Where's the custom code?
A lot more work is involved in reproducibility if we're writing our own analysis routines. Assuming we've shown the details used to run each command, we'll still probably forget the significance of 'T' as the third argument. As we get more disciplined, we've been writing code so running the command by itself prints a message describing how to use it and (if we're trying extra hard) a description of the format of each input file. Is there a block diagram or pseudocode that summarizes the algorithm? Maybe all someone wants is a detailed description of what's going on. Hopefully we can release our software as open source, but this may mean that we want to spend extra time cleaning up the ugly bits.
Even if we share our code, few will want to wade through it unless there's good enough commenting to guide them. If our cryptic code lacks comments, we could argue that others can still reproduce the analysis, but we're not being very helpful. Meanwhile, should we be sharing source code or executables? Hopefully both, so others can get the program up and running without compile-time troubles — and look at the source in more detail if they want. If we really want to write robust, easy-to-run code that others will use and cite, we may have to spend some time reading that software engineering book after all. Lastly, many hesitate to release code simply because they don't want to be contacted with questions or problems. We'll need someone who can answer e-mails or correct bugs years after publication.
How did they make those figures?
A final part of reproducible research is creating reproducible figures. Being that a single figure can often involve several rounds of processing, including spreadsheet, statistical, and/or graphics programs, this area of reproducible research is generally the hardest for us to achieve. The R statistics package can generate beautiful, complex figures, but learning how to write the code to do so has taken us a long time. As a result, our only practical compromise for partially reproducible figure generation in many projects is sharing the file from the spreadsheet or statistical application that turned our numbers into graphics.

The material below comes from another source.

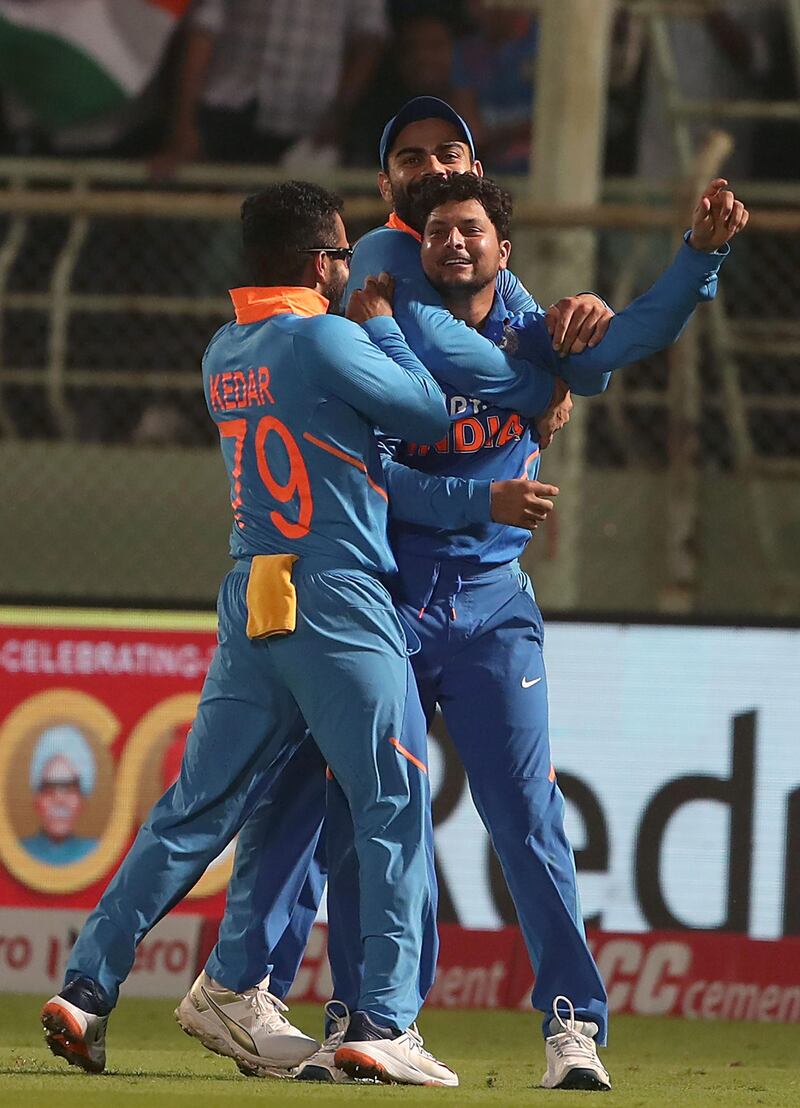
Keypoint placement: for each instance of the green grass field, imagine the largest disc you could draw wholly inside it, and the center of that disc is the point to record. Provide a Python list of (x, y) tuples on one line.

We're convinced that doing reproducible bioinformatics research — even if we don't advertise it in publications quite yet — is a good thing for us and our group. It's much easier to do if it's set as a priority at the beginning of a project, and at the end we'll be that much closer to making the publication reproducible. Some have even found that reproducible research tends to be cited more than non-reproducible publications. If we can increase the level of reproducibility in the bioinformatics literature, it'll make every publication even more valuable to the community.
Fran Lewitter, PhD, is director of bioinformatics and research computing at the Whitehead Institute for Biomedical Research. This column was written in collaboration with George Bell, PhD, a senior bioinformatics scientist in Fran's group.